Draco strinse le dita attorno
alla carta e, mentalmente, imprecò.
Hermione non doveva andarsene. L’aveva appena
ritrovata! Lui aveva passato anni a rincorrere quella stupida fantasia dove
forse lei un giorno l’avrebbe visto.
Come si vede una persona, come la si vede per quello che è davvero. Sei anni
passati a camminare su un terreno fatto di chiodi, dove anche il minimo sbaglio
doveva essere ripagato col suo stesso sangue.
Poi, alla
fine del sesto anno, il declino. La sensazione di essere complice, la paura
della morte, il terrore di non poter vivere serenamente nemmeno nella propria
casa. Era stato certo di non poterla più vedere, di aver perso ogni
possibilità, di averla persa. Invece,
uno di quei giorni grigi – quei giorni tutti uguali, tutti caratterizzati dalla
stessa paura di sottofondo – era comparsa insieme a Potter e Weasley nel Manor; per un
momento, era stato contento: l’aveva vista; anche un solo sguardo alla sua
figura pallida e scarna gli aveva sollevato il morale.
Qualche
minuto dopo, Draco aveva desiderato solo morire: le
grida di lei si erano propagate per tutta la casa e, come se avessero
impregnato i muri, ogni volta che Draco camminava per
quei corridoi riusciva ancora a udirne l’eco.
Ora lei
era lì, con lui, e avrebbe fatto di tutto pur di non perderla, di nuovo.
Doveva far
sparire quella lettera, subito. Hermione non doveva
leggerla. Se il Ministro avesse mandato, in un futuro prossimo, un’altra
lettera ove gli chiedeva della precedente, lei avrebbe detto che non l’aveva
ricevuta. Fatto probabile, dato che quel gufo aveva consegnato la lettera a lui; poteva benissimo averla recapitata
a qualcun altro, no?
§
La mattina
dell’ottavo giorno, Draco trovò Hermione
in cucina; stava scribacchiando su un foglio e un cipiglio concentrato le dava
un aspetto fin troppo serio. Quando la ragazza si ritenne soddisfatta,
raddrizzò le spalle e portò alcune ciocche dietro l’orecchio. Prese il foglio e
con un pezzo di scotch magico lo attaccò alla parete.

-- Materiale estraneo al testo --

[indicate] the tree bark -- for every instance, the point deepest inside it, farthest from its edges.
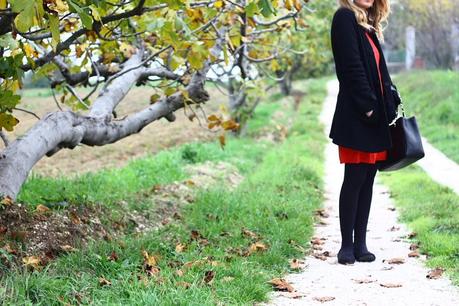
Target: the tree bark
(66, 129)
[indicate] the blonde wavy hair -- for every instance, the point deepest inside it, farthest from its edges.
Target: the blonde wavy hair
(373, 18)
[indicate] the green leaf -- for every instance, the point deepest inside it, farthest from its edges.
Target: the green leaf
(7, 121)
(85, 17)
(8, 100)
(266, 8)
(7, 41)
(251, 9)
(24, 20)
(54, 28)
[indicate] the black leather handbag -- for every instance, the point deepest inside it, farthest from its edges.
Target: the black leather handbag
(406, 143)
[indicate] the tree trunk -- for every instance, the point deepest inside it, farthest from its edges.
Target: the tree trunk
(66, 129)
(285, 83)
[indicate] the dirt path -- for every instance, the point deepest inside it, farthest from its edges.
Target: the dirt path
(376, 283)
(439, 167)
(152, 139)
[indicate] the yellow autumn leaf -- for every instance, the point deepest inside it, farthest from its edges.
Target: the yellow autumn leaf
(32, 261)
(275, 65)
(41, 208)
(61, 6)
(221, 138)
(30, 51)
(297, 5)
(127, 49)
(219, 4)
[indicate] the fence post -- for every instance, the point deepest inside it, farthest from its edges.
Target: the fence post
(455, 44)
(410, 41)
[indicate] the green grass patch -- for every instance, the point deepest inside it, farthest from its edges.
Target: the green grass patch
(276, 201)
(433, 97)
(432, 211)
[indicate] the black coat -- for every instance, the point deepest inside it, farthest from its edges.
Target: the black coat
(360, 90)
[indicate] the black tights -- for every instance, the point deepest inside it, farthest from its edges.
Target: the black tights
(354, 204)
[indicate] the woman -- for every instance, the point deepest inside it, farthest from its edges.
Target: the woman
(365, 107)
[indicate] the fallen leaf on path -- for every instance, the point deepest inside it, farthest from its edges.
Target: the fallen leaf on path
(297, 264)
(296, 245)
(257, 246)
(316, 247)
(195, 235)
(113, 256)
(395, 261)
(281, 284)
(67, 248)
(390, 285)
(185, 285)
(322, 212)
(179, 272)
(74, 218)
(292, 295)
(245, 232)
(7, 201)
(435, 273)
(104, 282)
(363, 281)
(32, 261)
(179, 248)
(227, 278)
(42, 208)
(320, 256)
(18, 235)
(316, 240)
(209, 276)
(149, 263)
(8, 248)
(323, 299)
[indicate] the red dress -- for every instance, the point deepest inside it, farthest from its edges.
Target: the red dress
(348, 155)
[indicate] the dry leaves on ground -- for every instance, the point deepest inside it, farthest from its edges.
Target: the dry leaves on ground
(395, 261)
(323, 299)
(297, 264)
(435, 273)
(281, 284)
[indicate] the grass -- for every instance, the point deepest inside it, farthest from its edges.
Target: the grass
(432, 211)
(276, 201)
(433, 97)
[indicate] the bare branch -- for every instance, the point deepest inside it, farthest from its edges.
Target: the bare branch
(27, 111)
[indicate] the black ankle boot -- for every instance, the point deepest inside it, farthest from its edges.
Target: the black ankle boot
(364, 256)
(345, 256)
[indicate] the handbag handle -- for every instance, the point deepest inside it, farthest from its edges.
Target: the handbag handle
(393, 88)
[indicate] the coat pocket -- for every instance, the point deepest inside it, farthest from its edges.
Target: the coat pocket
(372, 120)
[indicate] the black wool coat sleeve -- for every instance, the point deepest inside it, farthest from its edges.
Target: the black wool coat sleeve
(349, 61)
(359, 88)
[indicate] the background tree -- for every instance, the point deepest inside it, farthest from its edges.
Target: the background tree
(310, 54)
(111, 46)
(433, 20)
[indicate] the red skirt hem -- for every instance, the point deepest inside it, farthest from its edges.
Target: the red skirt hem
(352, 156)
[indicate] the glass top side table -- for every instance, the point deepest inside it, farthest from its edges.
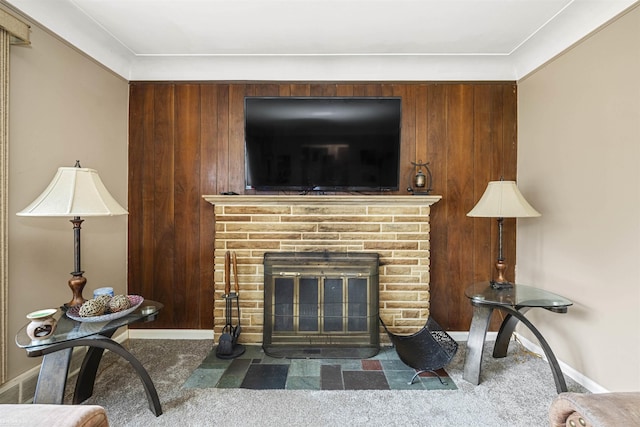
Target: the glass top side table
(57, 350)
(515, 302)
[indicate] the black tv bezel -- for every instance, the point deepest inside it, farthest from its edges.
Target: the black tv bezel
(322, 188)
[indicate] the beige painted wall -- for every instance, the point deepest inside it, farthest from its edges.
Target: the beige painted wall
(578, 164)
(63, 107)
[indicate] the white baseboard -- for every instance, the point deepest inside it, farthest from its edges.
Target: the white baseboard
(172, 334)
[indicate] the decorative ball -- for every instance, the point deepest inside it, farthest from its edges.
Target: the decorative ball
(119, 303)
(92, 307)
(104, 299)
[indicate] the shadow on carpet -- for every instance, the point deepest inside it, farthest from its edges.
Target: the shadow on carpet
(258, 371)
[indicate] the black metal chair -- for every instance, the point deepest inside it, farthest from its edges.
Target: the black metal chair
(428, 350)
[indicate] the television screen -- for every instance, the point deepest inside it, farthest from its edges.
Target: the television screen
(322, 143)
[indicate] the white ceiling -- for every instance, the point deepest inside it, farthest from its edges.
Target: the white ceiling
(322, 39)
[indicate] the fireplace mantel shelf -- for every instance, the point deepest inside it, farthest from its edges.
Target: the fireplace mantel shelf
(321, 200)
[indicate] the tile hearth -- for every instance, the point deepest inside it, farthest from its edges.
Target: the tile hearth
(256, 370)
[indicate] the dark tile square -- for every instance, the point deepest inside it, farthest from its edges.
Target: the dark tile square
(365, 380)
(371, 365)
(265, 377)
(331, 377)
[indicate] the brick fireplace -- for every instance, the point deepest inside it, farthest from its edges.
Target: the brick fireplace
(394, 227)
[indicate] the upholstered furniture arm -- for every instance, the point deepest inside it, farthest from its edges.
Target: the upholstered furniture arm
(595, 410)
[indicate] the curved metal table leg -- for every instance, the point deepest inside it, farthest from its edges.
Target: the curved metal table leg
(86, 378)
(558, 377)
(504, 334)
(475, 343)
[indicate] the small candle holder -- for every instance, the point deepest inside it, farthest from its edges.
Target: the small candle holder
(42, 325)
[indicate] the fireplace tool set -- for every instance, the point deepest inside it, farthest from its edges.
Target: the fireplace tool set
(228, 346)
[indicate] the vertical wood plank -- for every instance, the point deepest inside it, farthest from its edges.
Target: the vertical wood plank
(187, 204)
(163, 203)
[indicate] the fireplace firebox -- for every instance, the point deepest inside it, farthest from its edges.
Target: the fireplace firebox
(321, 305)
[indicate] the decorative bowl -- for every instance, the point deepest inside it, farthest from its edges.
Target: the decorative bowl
(135, 301)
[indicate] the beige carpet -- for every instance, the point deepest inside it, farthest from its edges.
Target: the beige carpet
(515, 391)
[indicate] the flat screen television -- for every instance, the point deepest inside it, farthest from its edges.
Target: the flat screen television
(322, 143)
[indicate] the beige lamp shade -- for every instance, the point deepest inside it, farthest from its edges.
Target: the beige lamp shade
(502, 199)
(76, 192)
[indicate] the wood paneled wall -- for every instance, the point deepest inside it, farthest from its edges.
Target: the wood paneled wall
(187, 139)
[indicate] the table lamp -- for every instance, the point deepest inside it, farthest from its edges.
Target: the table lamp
(500, 200)
(75, 192)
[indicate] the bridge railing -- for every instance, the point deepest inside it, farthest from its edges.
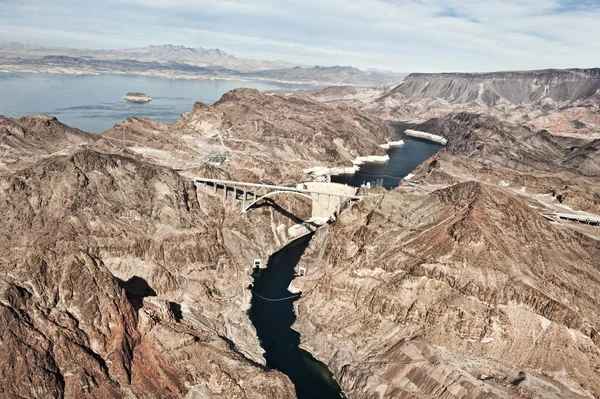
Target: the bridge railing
(273, 187)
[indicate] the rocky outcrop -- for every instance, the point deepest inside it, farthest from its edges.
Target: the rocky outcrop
(25, 140)
(465, 292)
(563, 102)
(137, 97)
(489, 89)
(258, 134)
(120, 278)
(555, 170)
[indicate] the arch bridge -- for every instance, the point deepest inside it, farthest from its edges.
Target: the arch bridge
(327, 198)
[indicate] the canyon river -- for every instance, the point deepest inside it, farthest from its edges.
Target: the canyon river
(403, 160)
(272, 314)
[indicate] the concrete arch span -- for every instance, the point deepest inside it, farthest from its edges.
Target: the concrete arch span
(272, 193)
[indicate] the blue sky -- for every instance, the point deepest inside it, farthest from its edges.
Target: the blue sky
(399, 35)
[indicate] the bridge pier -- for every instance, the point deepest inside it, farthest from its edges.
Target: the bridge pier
(244, 199)
(234, 197)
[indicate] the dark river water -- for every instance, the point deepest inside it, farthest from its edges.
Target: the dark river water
(403, 160)
(93, 102)
(272, 310)
(273, 321)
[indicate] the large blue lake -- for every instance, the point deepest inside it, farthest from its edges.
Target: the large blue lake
(93, 102)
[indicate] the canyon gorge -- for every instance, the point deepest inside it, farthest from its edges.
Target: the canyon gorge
(121, 277)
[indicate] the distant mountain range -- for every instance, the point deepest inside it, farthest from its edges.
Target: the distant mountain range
(564, 102)
(180, 61)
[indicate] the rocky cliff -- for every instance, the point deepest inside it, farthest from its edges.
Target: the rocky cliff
(564, 102)
(121, 278)
(259, 134)
(556, 171)
(465, 292)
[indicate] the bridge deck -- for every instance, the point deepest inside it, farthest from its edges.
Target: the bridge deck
(273, 187)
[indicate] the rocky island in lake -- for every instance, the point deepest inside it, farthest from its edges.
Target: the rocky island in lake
(137, 98)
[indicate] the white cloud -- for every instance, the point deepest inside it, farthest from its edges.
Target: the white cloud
(403, 35)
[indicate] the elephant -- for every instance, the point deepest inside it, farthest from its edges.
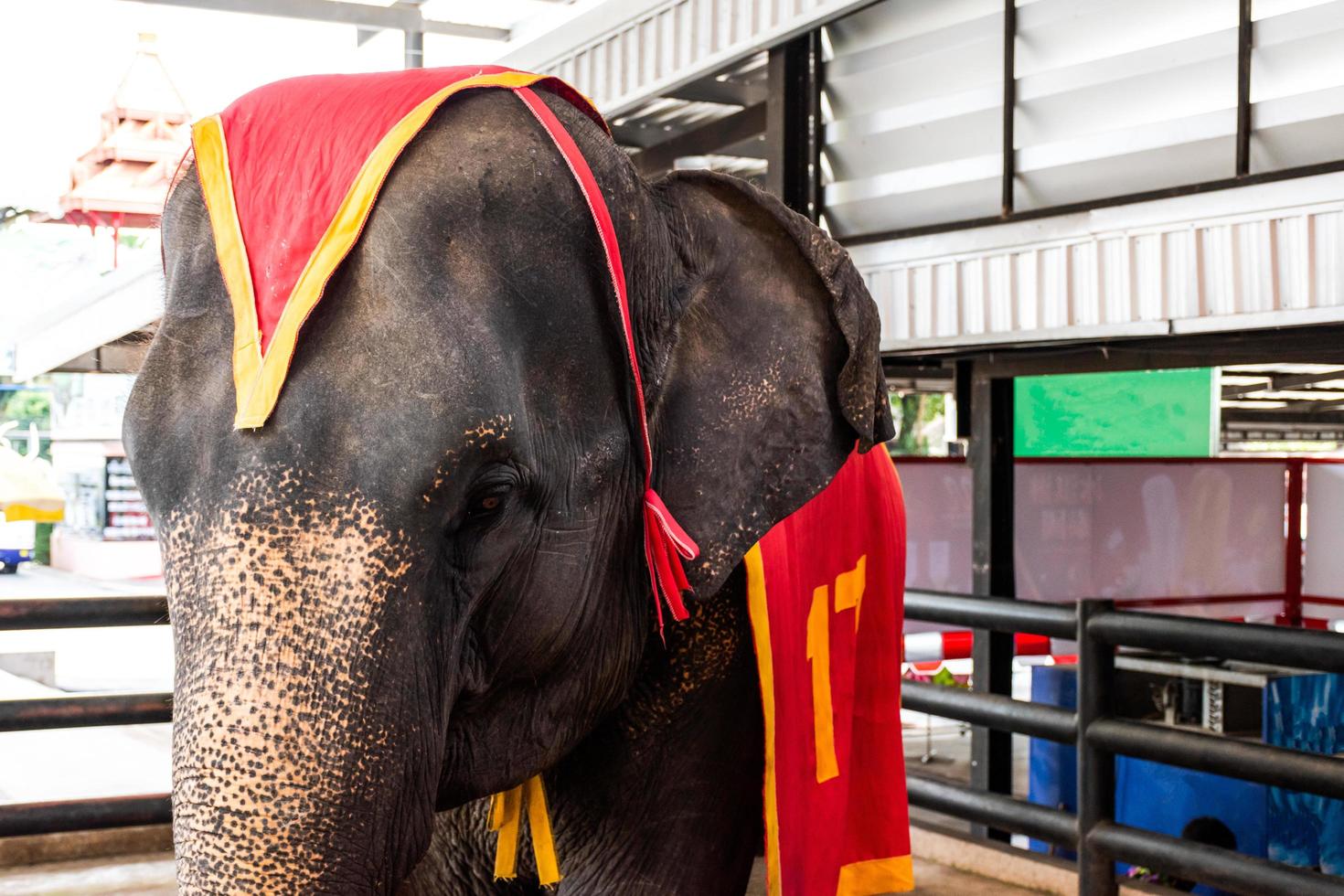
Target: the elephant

Draco si avvicinò per vedere
che cosa avesse scritto, la prima parola che attirò la sua attenzione fu: Dieta.
- Granger?
- Sì? – il
rumore delle stoviglie accompagnò la sua risposta.
- Che
cos’è questo coso?
- Oh, la
mia dieta!
- Eh? – fu
tutto quello che gli venne in mente per replicare.
- Mi serve
per dimagrire, Malfoy. Vorrei poter indossare una
gonna per la fine dell’inverno.
- Eh?
Hermione non gli rispose e posò
sul tavolo il necessario per fare la colazione. Draco
notò un barattolo scuro e lo prese fra le mani, se lo rigirò fra le dita chiare
e poi si decise a domandare:
- E
questo?
Lei si
voltò e notò il barattolo che stringeva. – Marmellata senza zucchero – rispose.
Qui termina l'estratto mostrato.